Inflation-beating wage growth is likely to be seized upon by the government, which has been repeatedly attacked by the Labour party for the fall in living standards despite strong economic growth.
However, a return to pre-crisis wage levels is still some way off. Think tank the National Institute of Economic and Social Research said last month wages were unlikely to rise above their 2009 peak until 2019 or 2020.
And quickening pay growth, while welcome, also brings with it the threat of interest rate rises. ‘If we see growth of wages and salaries pick up sharply in coming months, concerns about the feed-through to higher inflation will intensify, as will the pressure on policymakers to take some of the heat out of the economy via a first hike in interest rates,’ said Williamson.
Good news for savers
But while both inflation and interest rates remain at low levels, it creates a mixed picture for savers. ‘Lower inflation means savers are likely to continue to suffer low interest rates. However, for a few, lower inflation will mean their savings now generate a real return,’ said Adrian Lowcock, senior investment manager at stockbroker Hargreaves Lansdown.

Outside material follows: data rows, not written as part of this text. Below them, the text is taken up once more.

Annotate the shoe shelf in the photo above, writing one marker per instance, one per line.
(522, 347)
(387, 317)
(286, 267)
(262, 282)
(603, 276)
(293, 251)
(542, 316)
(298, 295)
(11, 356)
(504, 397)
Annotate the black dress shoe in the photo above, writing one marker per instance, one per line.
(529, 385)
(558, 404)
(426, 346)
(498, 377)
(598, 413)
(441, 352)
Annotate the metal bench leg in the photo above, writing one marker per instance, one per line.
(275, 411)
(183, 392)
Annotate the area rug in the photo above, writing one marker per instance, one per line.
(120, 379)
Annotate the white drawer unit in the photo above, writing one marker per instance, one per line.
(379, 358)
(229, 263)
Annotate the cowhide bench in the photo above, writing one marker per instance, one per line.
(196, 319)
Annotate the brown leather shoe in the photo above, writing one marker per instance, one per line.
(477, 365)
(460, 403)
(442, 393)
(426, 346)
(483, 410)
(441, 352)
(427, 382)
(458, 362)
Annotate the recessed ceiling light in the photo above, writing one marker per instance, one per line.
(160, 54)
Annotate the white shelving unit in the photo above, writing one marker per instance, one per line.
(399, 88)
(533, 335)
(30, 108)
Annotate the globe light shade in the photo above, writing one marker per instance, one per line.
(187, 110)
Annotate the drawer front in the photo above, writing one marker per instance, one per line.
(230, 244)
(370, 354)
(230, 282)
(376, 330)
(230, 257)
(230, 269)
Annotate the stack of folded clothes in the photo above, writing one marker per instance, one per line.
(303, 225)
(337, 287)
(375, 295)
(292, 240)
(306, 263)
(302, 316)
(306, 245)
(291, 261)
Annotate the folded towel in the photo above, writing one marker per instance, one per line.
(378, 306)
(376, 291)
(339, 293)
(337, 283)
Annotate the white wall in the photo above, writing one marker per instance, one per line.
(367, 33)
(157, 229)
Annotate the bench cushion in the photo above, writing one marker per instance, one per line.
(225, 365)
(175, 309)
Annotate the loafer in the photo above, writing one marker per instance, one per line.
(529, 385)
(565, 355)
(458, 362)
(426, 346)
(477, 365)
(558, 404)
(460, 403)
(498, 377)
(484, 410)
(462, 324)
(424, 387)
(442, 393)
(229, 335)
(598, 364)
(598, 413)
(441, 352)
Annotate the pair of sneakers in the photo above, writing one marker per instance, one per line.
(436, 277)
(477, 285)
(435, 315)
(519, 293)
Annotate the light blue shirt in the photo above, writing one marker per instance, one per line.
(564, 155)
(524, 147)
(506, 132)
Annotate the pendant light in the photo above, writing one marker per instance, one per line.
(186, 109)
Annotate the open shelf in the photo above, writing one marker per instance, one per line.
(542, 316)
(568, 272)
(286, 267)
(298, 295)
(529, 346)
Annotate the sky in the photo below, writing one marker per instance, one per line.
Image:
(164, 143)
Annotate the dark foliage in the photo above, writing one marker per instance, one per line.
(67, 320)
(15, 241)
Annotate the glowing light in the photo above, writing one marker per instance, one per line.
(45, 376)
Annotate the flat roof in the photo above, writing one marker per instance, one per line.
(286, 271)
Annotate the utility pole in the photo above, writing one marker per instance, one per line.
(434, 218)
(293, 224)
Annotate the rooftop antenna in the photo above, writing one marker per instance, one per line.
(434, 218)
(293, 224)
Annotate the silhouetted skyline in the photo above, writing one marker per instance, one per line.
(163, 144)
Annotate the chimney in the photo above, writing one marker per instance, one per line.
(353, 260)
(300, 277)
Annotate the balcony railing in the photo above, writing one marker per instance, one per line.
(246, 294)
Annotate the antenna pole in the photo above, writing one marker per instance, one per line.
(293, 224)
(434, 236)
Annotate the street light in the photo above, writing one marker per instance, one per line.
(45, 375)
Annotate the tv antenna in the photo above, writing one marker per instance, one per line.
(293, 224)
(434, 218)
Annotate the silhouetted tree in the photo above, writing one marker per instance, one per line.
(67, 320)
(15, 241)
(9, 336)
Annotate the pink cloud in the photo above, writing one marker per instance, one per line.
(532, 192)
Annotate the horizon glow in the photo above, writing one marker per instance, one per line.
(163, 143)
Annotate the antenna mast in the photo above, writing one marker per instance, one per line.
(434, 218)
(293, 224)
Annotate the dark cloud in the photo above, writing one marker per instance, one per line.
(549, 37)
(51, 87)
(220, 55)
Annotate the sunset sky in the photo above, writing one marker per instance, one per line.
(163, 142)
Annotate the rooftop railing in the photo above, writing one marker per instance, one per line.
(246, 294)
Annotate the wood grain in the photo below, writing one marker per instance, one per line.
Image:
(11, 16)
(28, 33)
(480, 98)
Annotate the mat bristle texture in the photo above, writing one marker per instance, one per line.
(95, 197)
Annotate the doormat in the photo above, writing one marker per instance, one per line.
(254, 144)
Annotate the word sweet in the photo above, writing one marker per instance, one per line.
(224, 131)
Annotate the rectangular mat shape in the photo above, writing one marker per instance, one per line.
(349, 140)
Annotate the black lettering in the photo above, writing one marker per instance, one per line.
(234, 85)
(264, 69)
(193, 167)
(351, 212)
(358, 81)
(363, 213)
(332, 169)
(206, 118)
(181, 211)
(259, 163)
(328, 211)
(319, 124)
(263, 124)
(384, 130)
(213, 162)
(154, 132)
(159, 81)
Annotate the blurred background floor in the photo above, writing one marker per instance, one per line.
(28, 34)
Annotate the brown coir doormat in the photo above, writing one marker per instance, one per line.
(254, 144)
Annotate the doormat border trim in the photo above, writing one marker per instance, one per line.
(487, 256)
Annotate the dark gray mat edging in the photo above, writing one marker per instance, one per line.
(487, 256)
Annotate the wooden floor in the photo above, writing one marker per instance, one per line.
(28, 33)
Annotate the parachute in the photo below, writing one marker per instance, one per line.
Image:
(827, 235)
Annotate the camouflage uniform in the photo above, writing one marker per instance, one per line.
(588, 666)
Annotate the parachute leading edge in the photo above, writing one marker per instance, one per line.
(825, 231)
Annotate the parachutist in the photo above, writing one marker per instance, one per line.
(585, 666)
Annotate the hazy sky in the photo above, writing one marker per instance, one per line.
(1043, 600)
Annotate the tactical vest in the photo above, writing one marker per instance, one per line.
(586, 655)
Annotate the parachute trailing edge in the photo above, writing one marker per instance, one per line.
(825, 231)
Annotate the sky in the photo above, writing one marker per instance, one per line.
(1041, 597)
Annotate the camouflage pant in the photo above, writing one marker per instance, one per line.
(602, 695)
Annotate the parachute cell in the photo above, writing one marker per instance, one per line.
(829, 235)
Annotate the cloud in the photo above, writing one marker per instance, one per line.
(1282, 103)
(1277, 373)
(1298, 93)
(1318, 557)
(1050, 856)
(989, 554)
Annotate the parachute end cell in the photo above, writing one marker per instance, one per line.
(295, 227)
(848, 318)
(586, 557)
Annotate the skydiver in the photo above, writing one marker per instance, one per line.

Comparison site Moneyfacts.co.uk has calculated that with 1.7% interest rates, basic rate taxpayers would need to find a savings account paying 2.13% to beat inflation, while those on the higher rate would need to find one paying 2.83%.
It said that of 600 non-ISA accounts on the market, 37 manage to beat the effects of both tax and inflation. In the ISA market, 79 out of 214 offer inflation-beating rates.
The best fixed rate ISAs are being offered by Skipton building society, which pays 3% over five years. The highest rate available on a fixed rate bond is available through FirstSave, which offers 3.5%, although that does require savers to lock away their money for seven years. Shawbrook Bank offers the highest rate for a five-year bond, at 3.1%.